Revenues from PAC increased by $22.1 million, or 19.0%, to $138.4 million for the three-month period ended July 31, 2014, compared with $116.3 million for the corresponding period ended July 31, 2013. The increase was mainly attributable to a higher volume of Seasonal Products’ PAC sold due to the good performance of the Sea-Doo Spark model and higher deliveries of snowmobiles’ PAC for the upcoming season. The increase included a favourable foreign exchange rate variation of $7 million.

Gross profit remained stable to $142.9 million for the three-month period ended July 31, 2014, compared with $142.6 million for the corresponding period ended July 31, 2013. Gross profit margin percentage decreased by 470 basis points to 18.3% from 23.0% for the three-month period ended July 31, 2013. The decrease in gross profit margin percentage was primarily due to higher sales programs costs in Year-Round Products, absorption of overhead costs stemming from the reduction of finished goods inventory, unfavourable foreign exchange rate variations and expenses related to the production ramp-up at the Querétaro, Mexico facility and to the transfer of PAC distribution to third-party logistics providers. The foreign exchange rate negatively impacted the gross profit by $4 million.

Operating expenses increased by $32.5 million, or 30.4%, to $139.3 million for the three-month period ended July 31, 2014, compared with $106.8 million for the three-month period ended July 31, 2013. This increase was driven by increased marketing expenses in relation with the Sea-Doo Spark model and the launch of the new Evinrude E-TEC G2 outboard engine and by increased research and development costs. The increase included an unfavourable foreign exchange impact of $6 million.
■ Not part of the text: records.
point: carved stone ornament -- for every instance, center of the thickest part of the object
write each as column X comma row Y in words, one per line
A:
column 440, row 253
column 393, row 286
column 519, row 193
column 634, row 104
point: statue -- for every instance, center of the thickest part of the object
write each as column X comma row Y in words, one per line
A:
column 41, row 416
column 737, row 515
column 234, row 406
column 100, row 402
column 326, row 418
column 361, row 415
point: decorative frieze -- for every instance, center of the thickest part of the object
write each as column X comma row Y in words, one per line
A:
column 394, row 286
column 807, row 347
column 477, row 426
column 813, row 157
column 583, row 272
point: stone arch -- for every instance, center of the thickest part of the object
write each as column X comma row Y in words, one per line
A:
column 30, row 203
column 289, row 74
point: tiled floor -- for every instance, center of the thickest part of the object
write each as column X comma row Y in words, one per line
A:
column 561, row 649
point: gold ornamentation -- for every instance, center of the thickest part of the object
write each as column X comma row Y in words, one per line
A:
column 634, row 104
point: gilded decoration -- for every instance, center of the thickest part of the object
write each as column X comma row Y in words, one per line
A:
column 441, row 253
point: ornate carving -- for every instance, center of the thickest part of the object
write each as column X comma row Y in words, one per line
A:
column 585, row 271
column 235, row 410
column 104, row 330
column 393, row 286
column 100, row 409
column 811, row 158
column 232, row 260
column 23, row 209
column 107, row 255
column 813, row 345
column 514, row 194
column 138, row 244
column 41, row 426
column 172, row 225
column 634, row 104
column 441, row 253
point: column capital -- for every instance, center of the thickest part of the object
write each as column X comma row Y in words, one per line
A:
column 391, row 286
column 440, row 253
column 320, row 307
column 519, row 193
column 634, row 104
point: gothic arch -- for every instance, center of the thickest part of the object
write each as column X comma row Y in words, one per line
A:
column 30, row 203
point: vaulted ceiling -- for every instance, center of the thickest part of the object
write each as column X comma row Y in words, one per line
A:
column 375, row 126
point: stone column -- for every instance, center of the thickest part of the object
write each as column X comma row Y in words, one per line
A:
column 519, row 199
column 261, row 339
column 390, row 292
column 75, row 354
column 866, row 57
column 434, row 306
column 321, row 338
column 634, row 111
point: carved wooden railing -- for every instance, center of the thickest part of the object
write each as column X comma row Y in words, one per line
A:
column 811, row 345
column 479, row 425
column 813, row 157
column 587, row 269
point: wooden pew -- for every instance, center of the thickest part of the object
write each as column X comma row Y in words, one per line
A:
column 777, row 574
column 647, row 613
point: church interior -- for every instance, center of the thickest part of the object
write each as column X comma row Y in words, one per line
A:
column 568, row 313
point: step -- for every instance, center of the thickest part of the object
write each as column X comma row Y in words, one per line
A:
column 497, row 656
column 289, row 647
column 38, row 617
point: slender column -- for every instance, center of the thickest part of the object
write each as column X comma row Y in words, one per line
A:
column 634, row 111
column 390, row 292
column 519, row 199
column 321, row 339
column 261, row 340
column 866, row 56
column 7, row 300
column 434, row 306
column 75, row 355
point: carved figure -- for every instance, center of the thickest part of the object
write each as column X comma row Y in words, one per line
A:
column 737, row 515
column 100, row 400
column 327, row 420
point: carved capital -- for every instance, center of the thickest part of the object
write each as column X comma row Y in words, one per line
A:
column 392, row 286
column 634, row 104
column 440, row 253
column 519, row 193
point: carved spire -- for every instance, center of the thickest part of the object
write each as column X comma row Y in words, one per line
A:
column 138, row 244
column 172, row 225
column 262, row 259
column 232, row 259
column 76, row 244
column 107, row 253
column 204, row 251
Normalized net loss of $8.8 million, a decrease of $16.4 million, which resulted in normalized diluted loss per share of $0.07, a decrease of $0.14 per share. The decrease in normalized net income was primarily due to increased sales program costs, costs related to the production ramp-up at the Querétaro facility and to the transfer of PAC distribution and increased marketing costs, offset by an increase of products sold. The decrease included an unfavourable foreign exchange rate variation of $10 million.